Facendo seguito alla nostra circolare 100/RI/23 forniamo un approfondimento rispetto al contratto a termine.

Con il decreto Lavoro Dl 48/2023 dapprima e con la legge 85/2023 di conversione dopo la disciplina del contratto a temine è modificata come segue.

1) Causali.
Sono state revisionate le causale da indicare qualora si voglia prolungare la durata da 12 fino al massimo di 24 mesi.
Sono state individuate tre fattispecie che consentono di sforare il tetto dei 12 mesi (fino ad un massimo di 24 mesi) e sono:

  • le causali previste dai contratti collettivi nazionali, territoriali o aziendali;
  • in assenza delle previsioni appena citate nei contratti collettivi applicati in azienda, e comunque entro il 30 aprile 2024, per esigenze di natura tecnica, organizzativa o produttiva individuate dalle parti;
  • in sostituzione di altri lavoratori.

In sostanza, una volta esauriti i 12 mesi di contratto a termine acausale, il datore di lavoro che intende rinnovare un rapporto a tempo determinato oppure prorogarlo oltre, in assenza di disciplina collettiva e salvo il caso di esigenze sostitutive, i datori devono gestire il tema, in accordo con i dipendenti interessati dal rinnovo o dalla proroga, definendo per iscritto le ragioni che rendono necessario il nuovo rapporto o la prosecuzione di quello in corso.
Sarà opportuno evitare descrizioni generiche, formule di stile o previsioni scollegate dal contesto aziendale; rendendosi necessario, al fine di evitare contenziosi, descrivere in modo preciso e puntuale quale sia la necessità produttiva, tecnica od organizzativa da fronteggiare

2) Proroghe e rinnovi.
E’ stato assimilato l’istituto del rinnovo (si ricorda che, per tali, si intendono i nuovi contratti a termine, dopo che sia cessato un precedente rapporto sempre a tempo determinato) a quello delle proroghe, per cui i primi 12 mesi di rata del contratto a termine, a prescindere che sia per effetto di proroghe o di rinnovi, non richiedono più la causale.

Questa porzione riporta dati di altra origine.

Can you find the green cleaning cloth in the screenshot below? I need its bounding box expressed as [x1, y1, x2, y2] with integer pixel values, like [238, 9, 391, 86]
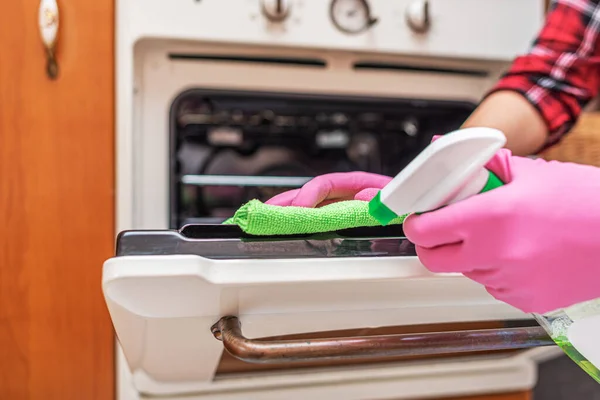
[223, 199, 407, 236]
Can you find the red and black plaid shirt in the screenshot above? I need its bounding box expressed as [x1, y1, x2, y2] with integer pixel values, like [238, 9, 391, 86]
[488, 0, 600, 148]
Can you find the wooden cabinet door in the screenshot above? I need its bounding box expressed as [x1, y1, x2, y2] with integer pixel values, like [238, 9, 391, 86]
[0, 0, 115, 399]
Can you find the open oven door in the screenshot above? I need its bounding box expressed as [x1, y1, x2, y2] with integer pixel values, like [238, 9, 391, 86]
[102, 224, 561, 399]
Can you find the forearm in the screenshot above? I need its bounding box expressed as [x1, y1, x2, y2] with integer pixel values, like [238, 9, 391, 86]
[461, 0, 600, 157]
[461, 91, 548, 156]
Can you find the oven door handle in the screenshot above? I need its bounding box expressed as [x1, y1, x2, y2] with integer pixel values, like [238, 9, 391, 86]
[211, 316, 554, 364]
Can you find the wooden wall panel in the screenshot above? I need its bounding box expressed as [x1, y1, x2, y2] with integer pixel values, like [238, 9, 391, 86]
[0, 0, 115, 399]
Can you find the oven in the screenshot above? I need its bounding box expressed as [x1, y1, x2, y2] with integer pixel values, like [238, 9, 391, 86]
[112, 1, 560, 399]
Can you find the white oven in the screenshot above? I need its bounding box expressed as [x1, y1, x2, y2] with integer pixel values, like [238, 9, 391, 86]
[110, 1, 561, 399]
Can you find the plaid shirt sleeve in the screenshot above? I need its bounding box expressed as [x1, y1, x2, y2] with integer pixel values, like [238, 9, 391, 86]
[487, 0, 600, 148]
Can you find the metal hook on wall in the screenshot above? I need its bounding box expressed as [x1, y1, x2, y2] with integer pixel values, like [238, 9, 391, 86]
[38, 0, 60, 79]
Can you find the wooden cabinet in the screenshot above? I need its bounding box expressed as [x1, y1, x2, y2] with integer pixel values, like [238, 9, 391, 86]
[0, 0, 115, 399]
[541, 112, 600, 166]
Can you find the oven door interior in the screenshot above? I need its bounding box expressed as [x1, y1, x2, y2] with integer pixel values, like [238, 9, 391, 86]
[170, 88, 475, 227]
[103, 224, 558, 398]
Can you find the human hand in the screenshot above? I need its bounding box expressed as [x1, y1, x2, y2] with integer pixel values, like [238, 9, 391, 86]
[403, 150, 600, 314]
[265, 171, 392, 208]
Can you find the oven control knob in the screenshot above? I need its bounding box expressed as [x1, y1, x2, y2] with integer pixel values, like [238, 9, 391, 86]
[405, 0, 430, 33]
[261, 0, 291, 22]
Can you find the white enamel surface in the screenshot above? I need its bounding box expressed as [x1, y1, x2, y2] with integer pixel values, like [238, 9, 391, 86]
[379, 127, 506, 216]
[131, 356, 539, 399]
[114, 0, 555, 399]
[38, 0, 59, 49]
[118, 0, 543, 62]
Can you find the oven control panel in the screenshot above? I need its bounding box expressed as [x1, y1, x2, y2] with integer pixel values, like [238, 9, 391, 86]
[121, 0, 545, 61]
[262, 0, 427, 35]
[261, 0, 428, 34]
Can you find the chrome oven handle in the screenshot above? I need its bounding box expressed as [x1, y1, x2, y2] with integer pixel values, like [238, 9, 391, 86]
[211, 316, 554, 364]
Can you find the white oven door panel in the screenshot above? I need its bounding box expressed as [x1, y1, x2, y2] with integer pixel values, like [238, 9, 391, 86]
[126, 355, 541, 400]
[104, 254, 560, 398]
[119, 0, 544, 62]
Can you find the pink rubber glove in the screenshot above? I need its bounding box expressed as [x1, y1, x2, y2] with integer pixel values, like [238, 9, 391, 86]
[404, 150, 600, 314]
[266, 172, 392, 208]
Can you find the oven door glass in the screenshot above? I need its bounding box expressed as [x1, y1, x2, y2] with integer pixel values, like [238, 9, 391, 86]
[171, 89, 475, 227]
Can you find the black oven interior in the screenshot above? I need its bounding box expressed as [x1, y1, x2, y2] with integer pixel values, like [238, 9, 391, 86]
[170, 89, 475, 228]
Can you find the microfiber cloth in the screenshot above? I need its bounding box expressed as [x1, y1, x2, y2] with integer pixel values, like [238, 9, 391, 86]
[223, 199, 407, 236]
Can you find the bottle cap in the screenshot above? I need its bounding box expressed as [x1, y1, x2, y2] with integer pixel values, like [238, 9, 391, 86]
[368, 192, 398, 226]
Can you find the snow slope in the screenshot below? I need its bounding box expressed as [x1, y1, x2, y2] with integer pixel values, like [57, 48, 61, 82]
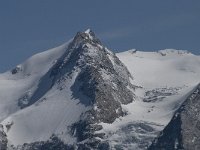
[0, 41, 87, 146]
[2, 70, 89, 146]
[117, 49, 200, 88]
[0, 42, 69, 122]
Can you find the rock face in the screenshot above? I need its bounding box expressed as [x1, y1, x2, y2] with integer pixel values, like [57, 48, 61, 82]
[62, 30, 135, 149]
[15, 136, 74, 150]
[0, 125, 7, 150]
[67, 30, 135, 124]
[14, 30, 136, 149]
[149, 83, 200, 150]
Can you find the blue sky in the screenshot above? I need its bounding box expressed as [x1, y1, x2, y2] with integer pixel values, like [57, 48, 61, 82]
[0, 0, 200, 72]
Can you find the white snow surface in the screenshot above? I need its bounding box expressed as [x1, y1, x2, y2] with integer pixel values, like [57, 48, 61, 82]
[0, 41, 90, 146]
[2, 70, 89, 145]
[0, 38, 199, 150]
[117, 49, 200, 88]
[0, 42, 70, 122]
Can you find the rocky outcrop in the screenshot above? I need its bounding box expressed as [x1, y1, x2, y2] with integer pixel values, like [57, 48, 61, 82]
[14, 135, 109, 150]
[14, 136, 74, 150]
[149, 83, 200, 150]
[66, 30, 135, 148]
[0, 124, 7, 150]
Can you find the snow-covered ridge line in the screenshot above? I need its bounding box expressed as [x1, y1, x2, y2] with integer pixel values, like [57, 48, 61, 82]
[158, 49, 191, 55]
[126, 48, 197, 56]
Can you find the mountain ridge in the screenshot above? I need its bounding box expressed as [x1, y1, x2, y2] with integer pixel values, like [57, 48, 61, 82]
[0, 30, 136, 149]
[0, 30, 200, 150]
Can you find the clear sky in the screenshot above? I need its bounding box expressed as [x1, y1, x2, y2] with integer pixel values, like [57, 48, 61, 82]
[0, 0, 200, 72]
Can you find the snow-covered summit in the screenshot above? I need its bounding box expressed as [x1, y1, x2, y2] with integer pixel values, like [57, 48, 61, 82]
[71, 29, 101, 46]
[0, 30, 136, 149]
[84, 28, 94, 35]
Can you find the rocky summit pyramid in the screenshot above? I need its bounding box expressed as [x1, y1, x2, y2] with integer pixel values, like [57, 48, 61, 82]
[0, 29, 200, 150]
[0, 30, 136, 150]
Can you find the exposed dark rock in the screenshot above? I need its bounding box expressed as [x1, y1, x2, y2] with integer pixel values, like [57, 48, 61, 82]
[104, 121, 161, 150]
[66, 30, 135, 146]
[77, 140, 110, 150]
[12, 135, 109, 150]
[16, 136, 74, 150]
[0, 124, 7, 150]
[149, 83, 200, 150]
[143, 87, 183, 103]
[11, 66, 22, 74]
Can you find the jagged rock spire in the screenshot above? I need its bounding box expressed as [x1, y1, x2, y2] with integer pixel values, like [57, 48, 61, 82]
[70, 29, 102, 49]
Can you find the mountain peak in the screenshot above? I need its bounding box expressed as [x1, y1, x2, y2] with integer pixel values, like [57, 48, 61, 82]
[84, 28, 93, 34]
[17, 29, 135, 148]
[72, 29, 102, 48]
[1, 29, 200, 149]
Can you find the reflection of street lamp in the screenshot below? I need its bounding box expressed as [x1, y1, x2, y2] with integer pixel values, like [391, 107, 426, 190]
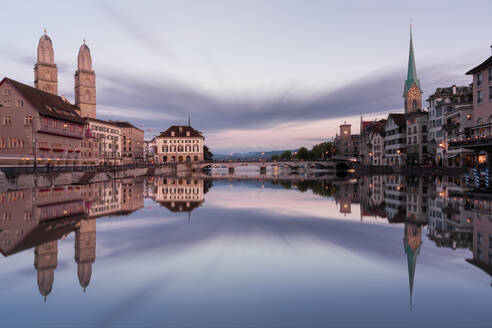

3) Azzeramento dei contratti a termine precedenti l’entrata in vigore del Decreto Lavoro.
E’ stata introdotta una sorta di data zero per il conteggio della durata di 12 mesi acausali.
Questo significa che ai fini del computo del termine di 12 mesi si tiene conto dei soli contratti stipulati a decorrere dalla data di entrata in vigore del decreto (05/05/2023), un parametro temporale che prima non esisteva.
Qualora fossimo di fronte ad un contratto a tempo determinato stipulato prima del 5 maggio 2023, la cui durata si colloca a cavaliere di questa data – salvo diverse indicazioni ufficiali che dovessero pervenire – la dizione utilizzata dal legislatore sembrerebbe portare a escludere da questo computo sia i periodi del rapporto che si collocano prima che quelli che travalicano la data spartiacque del 05/05/2023.
Tutto quanto fermo restando il limite di durata massima di 24 mesi dei rapporti a termine intrattenuti con lo stesso datore.

Non sono state introdotte altre novità, pertanto non cambiano le previsioni in materia di stagionalità, sul numero di proroghe (che restano 4 nell’arco di 24 mesi, a prescindere dal numero dei contratti), sulla continuazione del rapporto oltre la scadenza del termine, sui limiti e sui divieti di utilizzo di rapporti a tempo determinato, sul diritto di precedenza.